WT (n = 29) and Smad3 KO (n = 27) mice underwent RAS surgery; no gender-related differences in response to RAS were observed in WT or Smad3 KO mice. Representative histological sections of the right (cuffed) and left (contralateral) renal arteries of a Smad3 KO mouse 6 wk after placement of the cuff are shown in Fig. 2. To confirm that placement of a cuff on the right renal artery reduced renal blood flow to a similar extent in the Smad3 KO and WT mice, serial ultrasound measurements of renal blood flow were obtained in Smad3 KO and WT mice (n = 5/group) before surgery, and 3 days, 2 wk, and 4 wk after surgery. Before placement of the cuff, there was no difference in blood flow through the right renal artery between WT (1.70 cm3/min) and Smad3 KO (1.96 cm3/min) mice [P = not significant (NS), ANOVA; Fig. 3]. Blood flow through the right renal artery of Smad3 KO mice was reduced by 69.2% at 3 days, 83.2% at 2 wk, and 67.2% at 4 wk following placement of the cuff (P < 0.001 for all vs. time 0; ANOVA). In WT mice, renal blood flow was reduced by 61.8% at 3 days, 68.6% at 2 wk, and 50.6% at 4 wk following cuff placement (P < 0.001 for all vs. time 0; ANOVA). The reduction in renal arterial blood flow was similar in Smad3 KO and WT mice at all time points (P = NS.; ANOVA). Systolic blood pressure became elevated in both WT and Smad3 KO RAS mice, increasing from a baseline of 95 ± 1 mmHg for both to 140 ± 3 in the WT mice and 116 ± 3 mmHg in the Smad3 KO mice by 2 wk after surgery (P < 0.0001 for both, Fig. 4). The extent of blood pressure elevation in WT mice following RAS was significantly greater than in Smad3 KO mice (P < 0.0001 for all time points) and was sustained throughout the 6-wk study. In Smad3 KO RAS mice, however, blood pressure levels returned almost to baseline levels by the end of the study (Fig. 4).

Fig. 2.

Fig. 2.

Surgical cuff placement on right renal artery produces RAS. Representative histological sections (hematoxylin and eosin stain) of cuffed and contralateral renal arteries obtained from a Smad3 KO mouse 6 wk after placement of polytetrafluoroethylene cuff (indicated by arrow). Suture (*) is surrounded by a localized foreign body reaction.

Fig. 3.

Fig. 3.

Blood flow through the cuffed renal artery is reduced to the same extent in both WT and Smad3 KO mice. Repeated measurements of renal arterial blood flow were obtained by pulse-wave Doppler ultrasonography preoperatively and 3 days, 2 wk, and 4 wk following 2 kidney, 1 clip (2K1C) surgery. Values are means ± SE of ≥5 mice/group. *P < 0.05 vs. WT time 0. †P < 0.05 vs. KO time 0.

Fig. 4.

Fig. 4.

Systolic blood pressure (BP) in both WT and Smad3 KO mice becomes elevated following RAS. Measurements were taken in conscious mice before surgery and 2, 4, and 6 wk after surgery by the tail-cuff method (CODA System). Values are mean ± SE of ≥10 mice/group. *P < 0.05 vs. WT sham (Sh). †P < 0.05 vs. KO Sh.

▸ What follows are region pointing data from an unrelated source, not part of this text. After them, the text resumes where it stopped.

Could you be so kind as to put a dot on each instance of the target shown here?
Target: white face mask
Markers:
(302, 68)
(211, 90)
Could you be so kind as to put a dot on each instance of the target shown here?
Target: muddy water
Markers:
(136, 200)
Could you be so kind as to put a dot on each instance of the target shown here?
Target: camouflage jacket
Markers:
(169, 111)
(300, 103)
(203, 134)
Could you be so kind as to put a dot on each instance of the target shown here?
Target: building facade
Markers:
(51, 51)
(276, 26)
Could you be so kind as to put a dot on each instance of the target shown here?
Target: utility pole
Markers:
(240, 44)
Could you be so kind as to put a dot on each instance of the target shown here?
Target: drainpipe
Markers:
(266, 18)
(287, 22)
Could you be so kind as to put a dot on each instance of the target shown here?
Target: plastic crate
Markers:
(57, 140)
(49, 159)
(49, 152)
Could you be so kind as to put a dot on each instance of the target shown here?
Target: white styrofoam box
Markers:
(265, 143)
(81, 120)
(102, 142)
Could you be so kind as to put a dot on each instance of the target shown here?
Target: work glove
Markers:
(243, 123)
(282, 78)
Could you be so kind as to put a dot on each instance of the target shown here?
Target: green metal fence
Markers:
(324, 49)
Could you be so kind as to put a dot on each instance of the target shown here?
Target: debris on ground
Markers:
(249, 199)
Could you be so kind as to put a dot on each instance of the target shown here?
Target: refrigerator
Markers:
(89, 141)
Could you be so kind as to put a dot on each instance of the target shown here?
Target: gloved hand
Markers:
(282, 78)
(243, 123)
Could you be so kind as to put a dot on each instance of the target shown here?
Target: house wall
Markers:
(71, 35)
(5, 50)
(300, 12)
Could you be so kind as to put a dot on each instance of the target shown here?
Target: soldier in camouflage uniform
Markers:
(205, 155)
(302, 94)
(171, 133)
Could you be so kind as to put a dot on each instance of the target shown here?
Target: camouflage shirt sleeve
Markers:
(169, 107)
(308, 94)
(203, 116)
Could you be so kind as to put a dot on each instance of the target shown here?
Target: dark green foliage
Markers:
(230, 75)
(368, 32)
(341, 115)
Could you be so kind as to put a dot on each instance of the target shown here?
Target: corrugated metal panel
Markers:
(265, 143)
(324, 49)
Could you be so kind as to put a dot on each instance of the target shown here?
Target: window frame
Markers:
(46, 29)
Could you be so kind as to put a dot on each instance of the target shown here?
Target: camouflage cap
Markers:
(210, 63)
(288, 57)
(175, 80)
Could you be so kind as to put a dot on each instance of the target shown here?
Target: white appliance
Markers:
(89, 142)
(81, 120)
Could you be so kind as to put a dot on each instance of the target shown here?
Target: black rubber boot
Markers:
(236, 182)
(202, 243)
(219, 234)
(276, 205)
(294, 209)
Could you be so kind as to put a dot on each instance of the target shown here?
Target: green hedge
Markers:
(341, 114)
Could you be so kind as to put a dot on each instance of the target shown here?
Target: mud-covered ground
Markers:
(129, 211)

Plasma renin activity is increased in both WT and Smad3 KO mice subjected to RAS surgery.

Plasma renin activity, as assessed by angiotensin I content, was transiently elevated in both the Smad3 KO and WT mice (Fig. 1). Two weeks following surgery, plasma renin activity increased from a baseline of 2.56 ± 0.85 to 7.92 ± 2.60 ng·ml−1·h−1 in the WT mice (P < 0.05) and from a baseline of 6.09 ± 0.92 to 15.04 ± 2.24 ng·ml−1·h−1 in the Smad3 KO mice (P < 0.05). After 6 wk, renin activity decreased in both the Smad3 KO mice and WT mice to levels not significantly different from baseline values (Fig. 1). Basal renin mRNA expression in renal cortex was similar in WT and Smad3 KO mice (Fig. 5). At 6 wk following RAS surgery, renin mRNA expression was significantly increased in the stenotic kidneys of both WT and Smad3 KO mice. Expression of renin mRNA was significantly decreased in the contralateral kidneys of both WT and Smad3 KO mice subjected to RAS (Fig. 5). Cardiac hypertrophy, as assessed by mean heart weight in 6-wk RAS mice compared with sham controls, was observed in both Smad3 KO and WT mice (55 ± 9%, P < 0.0001, and 20 ± 4%, P = 0.0044, respectively). However, the extent of cardiac hypertrophy in Smad3 KO RAS mice was significantly greater than that observed in WT RAS mice (P < 0.0001; Table 1).

Fig. 5.

Fig. 5.

Renin mRNA expression is increased in the cuffed (stenotic; St) kidneys of both WT and Smad3 KO mice. Gene expression was measured by real-time PCR analysis of total RNA obtained from renal cortex of WT and Smad3 KO mice 6 wk after surgery. Fold-differences were calculated by the 2−ΔΔCq method, relative to reference genes. Co, RAS contralateral kidney; St, RAS stenotic kidney. Values are means ± SE, expressed proportional to WT sham. *P < 0.05 vs. WT Sh. †P < 0.05 vs. KO Sh.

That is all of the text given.